Tymczasem jakość snu zależy również od tego, co robimy w ciągu dnia. Aby ją poprawić, nie musisz wprowadzać rewolucyjnych zmian: wystarczy „poprawić” kilka nawyków.

Co zrobić, żeby dobrze spać?
Dobra jakość snu a tryb życia freelancera

 

Dobry sen freelancera – co zrobić rano

  • staraj się wstawać każdego dnia o tej samej porze

Jako freelancer nie musisz pojawiać się w biurze punktualnie, a to rodzi pokusę, aby spać do oporu i wstawiać, kiedy będziesz mieć ochotę. Tymczasem ludzkie ciało lubi stałość i powtarzalne cykle.

Kiedy wstajesz o tej samej porze, regulujesz rytm dobowy, który koordynuje wydzielanie hormonów i metabolizm, powiązane z rytmem snu i czuwania. Ciało przygotowuje się do przebudzenia na godzinę do dwóch przed pobudką, dlatego wstawanie o tej samej godzinie nie wprowadza zamieszania w funkcjonowaniu organizmu tak, jak robi to nieregularne wstawanie.

 

  • zapomnij o drzemkach w budziku

A jeśli możesz, w ogóle z niego zrezygnuj – ciało i tak jest gotowe do obudzenia się na godzinę przed alarmem, a w tej fazie snu poziom adrenaliny i kortyzolu jest nieco wyższy. Dźwięk budzika nie tylko zwiększa stres, ale również skraca naturalne budzenie się.

Drzemka to tak naprawdę miła iluzja. Myślisz, że złapiesz jeszcze trochę snu, ale wciąż oczekujesz kolejnego sygnału alarmu, więc jedynie drzemiesz. Taka drzemka nie sprzyja regeneracji sił, ale również zaburza naturalny rytm snu.

Zamiast drzemek ustaw budzik na najpóźniejszą porę, o jakiej musisz wstać i po prostu śpij do oznaczonej godziny.

 

Wypoczynek freelancera – co zrobić popołudniu

  • unikaj drzemek dłuższych niż 20 minut

Drzemki są dobrym sposobem na odzyskanie spił (pisaliśmy o tym TU), ale pod warunkiem, że nie trwają więcej niż 20 minut.

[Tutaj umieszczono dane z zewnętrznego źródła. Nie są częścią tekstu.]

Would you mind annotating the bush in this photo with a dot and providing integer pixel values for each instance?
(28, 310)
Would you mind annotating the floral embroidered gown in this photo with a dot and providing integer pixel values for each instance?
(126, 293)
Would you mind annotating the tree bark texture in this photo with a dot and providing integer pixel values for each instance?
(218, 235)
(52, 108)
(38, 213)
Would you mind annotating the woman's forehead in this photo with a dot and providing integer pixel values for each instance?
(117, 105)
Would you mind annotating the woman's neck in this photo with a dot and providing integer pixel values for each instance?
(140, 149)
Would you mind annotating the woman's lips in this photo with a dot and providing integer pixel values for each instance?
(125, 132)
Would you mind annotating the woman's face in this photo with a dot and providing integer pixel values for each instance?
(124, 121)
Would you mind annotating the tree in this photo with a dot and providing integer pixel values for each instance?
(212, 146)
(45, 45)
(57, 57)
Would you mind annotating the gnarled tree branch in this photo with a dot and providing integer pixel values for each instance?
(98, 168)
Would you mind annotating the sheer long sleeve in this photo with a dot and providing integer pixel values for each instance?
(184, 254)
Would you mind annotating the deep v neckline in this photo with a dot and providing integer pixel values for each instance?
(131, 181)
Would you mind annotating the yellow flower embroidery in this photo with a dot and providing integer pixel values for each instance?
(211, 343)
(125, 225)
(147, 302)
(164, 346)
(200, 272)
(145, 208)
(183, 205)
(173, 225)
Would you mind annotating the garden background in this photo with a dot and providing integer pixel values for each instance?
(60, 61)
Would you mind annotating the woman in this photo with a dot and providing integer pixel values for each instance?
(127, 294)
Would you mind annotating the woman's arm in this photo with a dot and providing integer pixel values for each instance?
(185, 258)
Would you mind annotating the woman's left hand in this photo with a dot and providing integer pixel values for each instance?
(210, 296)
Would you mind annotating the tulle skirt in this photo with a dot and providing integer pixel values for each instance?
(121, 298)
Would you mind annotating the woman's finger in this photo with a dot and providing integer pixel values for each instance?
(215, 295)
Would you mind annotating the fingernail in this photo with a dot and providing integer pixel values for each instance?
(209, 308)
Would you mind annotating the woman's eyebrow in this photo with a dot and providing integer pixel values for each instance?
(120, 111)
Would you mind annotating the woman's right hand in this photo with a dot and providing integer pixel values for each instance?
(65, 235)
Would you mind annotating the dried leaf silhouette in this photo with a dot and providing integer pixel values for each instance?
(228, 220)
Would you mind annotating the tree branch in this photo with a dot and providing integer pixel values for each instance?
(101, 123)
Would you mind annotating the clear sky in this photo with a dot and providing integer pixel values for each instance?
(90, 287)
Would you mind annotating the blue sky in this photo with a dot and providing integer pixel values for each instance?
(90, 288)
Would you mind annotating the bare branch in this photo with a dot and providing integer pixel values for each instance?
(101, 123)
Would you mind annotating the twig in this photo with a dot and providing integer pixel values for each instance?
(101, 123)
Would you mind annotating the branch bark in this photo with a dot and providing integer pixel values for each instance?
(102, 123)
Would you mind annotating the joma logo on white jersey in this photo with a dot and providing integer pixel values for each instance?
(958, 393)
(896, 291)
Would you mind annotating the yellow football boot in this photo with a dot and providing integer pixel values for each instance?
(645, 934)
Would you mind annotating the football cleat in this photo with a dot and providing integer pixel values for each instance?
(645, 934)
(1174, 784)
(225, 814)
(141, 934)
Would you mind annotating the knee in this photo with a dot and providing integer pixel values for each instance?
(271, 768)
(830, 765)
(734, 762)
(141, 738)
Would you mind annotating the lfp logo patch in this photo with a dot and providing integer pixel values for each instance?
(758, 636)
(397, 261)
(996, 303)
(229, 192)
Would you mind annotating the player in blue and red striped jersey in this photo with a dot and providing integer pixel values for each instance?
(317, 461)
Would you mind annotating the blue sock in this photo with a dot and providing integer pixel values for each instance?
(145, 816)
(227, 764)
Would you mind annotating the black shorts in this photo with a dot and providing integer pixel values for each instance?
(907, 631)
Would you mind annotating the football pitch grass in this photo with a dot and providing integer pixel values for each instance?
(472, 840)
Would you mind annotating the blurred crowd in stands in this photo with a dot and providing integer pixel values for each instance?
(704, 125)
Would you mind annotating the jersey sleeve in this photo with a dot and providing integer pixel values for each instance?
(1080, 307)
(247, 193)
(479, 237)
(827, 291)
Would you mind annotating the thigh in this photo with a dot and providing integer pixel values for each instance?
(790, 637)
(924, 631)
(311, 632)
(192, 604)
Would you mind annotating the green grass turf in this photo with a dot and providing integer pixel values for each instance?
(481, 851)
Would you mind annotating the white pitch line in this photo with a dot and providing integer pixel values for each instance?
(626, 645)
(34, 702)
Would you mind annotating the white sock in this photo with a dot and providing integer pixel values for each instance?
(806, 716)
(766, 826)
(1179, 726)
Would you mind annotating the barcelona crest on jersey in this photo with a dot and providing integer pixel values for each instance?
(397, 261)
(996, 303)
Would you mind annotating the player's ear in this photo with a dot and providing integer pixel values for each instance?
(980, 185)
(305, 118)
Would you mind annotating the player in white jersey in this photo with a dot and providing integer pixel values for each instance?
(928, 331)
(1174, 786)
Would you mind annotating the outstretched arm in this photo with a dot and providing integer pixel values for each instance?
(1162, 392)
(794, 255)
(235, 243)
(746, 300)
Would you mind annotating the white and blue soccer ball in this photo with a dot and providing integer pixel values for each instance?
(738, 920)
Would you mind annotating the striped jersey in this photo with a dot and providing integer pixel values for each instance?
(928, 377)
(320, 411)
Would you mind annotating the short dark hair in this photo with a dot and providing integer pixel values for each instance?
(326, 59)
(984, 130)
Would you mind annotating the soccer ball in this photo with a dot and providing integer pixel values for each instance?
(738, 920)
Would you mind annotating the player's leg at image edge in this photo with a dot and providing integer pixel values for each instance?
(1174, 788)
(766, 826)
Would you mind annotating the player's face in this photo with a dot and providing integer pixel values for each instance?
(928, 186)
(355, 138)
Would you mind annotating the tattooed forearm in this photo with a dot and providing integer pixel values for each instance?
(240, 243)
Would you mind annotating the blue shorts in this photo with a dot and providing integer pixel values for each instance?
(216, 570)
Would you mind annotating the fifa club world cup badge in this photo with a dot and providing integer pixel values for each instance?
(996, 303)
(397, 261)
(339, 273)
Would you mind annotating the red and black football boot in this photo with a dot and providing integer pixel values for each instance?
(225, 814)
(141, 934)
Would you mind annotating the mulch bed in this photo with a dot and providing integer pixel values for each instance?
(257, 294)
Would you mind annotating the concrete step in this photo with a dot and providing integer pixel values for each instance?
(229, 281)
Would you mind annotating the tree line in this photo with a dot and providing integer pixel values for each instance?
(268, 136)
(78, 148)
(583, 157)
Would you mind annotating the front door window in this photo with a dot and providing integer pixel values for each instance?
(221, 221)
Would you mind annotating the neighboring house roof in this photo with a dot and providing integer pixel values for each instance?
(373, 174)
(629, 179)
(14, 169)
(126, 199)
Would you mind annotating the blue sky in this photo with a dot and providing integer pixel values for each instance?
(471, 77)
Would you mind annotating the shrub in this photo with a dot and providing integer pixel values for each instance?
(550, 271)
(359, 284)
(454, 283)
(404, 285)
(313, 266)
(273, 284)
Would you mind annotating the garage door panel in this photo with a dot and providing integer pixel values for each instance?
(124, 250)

Dłuższe drzemki sprawiają, że wchodzisz w fazę głębokiego snu, z której trudniej jest się obudzić.

Jeśli planujesz drzemkę, postaraj się, aby nie trwała dłużej niż 20 minut – nastaw budzik, aby nie „odpłynąć”. Dzięki temu wstaniesz świeży i wypoczęty. Unikaj również drzemek późnym popołudniem: to sprawi, że zaśnięcie wieczorem będzie trudniejsze.

 

  • dbaj o dietę bogatą w białko i złożone węglowodany

Dieta ma znaczący wpływ na jakość naszego snu. Dlaczego tak się dzieje? Wysokoenergetyczne białko i złożone węglowodany sprawiają, że poziom cukru we krwi rośnie wolniej, dłużej jesteśmy syci, a przy tym unikamy senności po obiedzie.

 

  • spędzaj czas na słońcu i na aktywności ruchowej

Światło, które pochłaniamy w ciągu dnia, również wpływa na nasz rytm dobowy i jakość snu. Reguluje ono „wewnętrzny zegar” podpowiadając, kiedy nastaje pora na sen.

Jakość snu poprawi godzina spędzana na słońcu w okolicy południa. Podobnie jest z wysiłkiem fizycznym, który zapewni odpowiednie dotlenienie ciała.
Przetestuj, jak reagujesz na intensywne ćwiczenia późnym wieczorem: po nich może być ci trudniej się wyciszyć, chociaż są tacy, na których zmęczenie po treningu działa usypiająco.

 

  • nie pij kawy późnym popołudniem

Kofeina zawarta w kawie i herbacie utrzymuje się we krwi od 3 do 5 godzin, a po upływie takiego czasu „rozpadnie się” dopiero jej połowa – reszta wciąż zostaje w organizmie, pobudzając go do pracy. Nawet jeśli wydaje ci się, że nie czujesz jakiegoś szczególnego przypływu energii, kawka na wynos z zaprzyjaźnionej kawiarni wypita popołudniu może utrudnić zasypianie nawet kilka godzin później.

 

Mocny sen freelancera – co zrobić wieczorem

  • nie przejadaj się ani nie głodź

Trudniej jest zasnąć będąc przejedzonym: późny wieczór nie jest naturalną porą dla pracy żołądka, trawienie jest mniej efektywne i zajmuje więcej czasu, a tym samym pobudza to organizm do pracy.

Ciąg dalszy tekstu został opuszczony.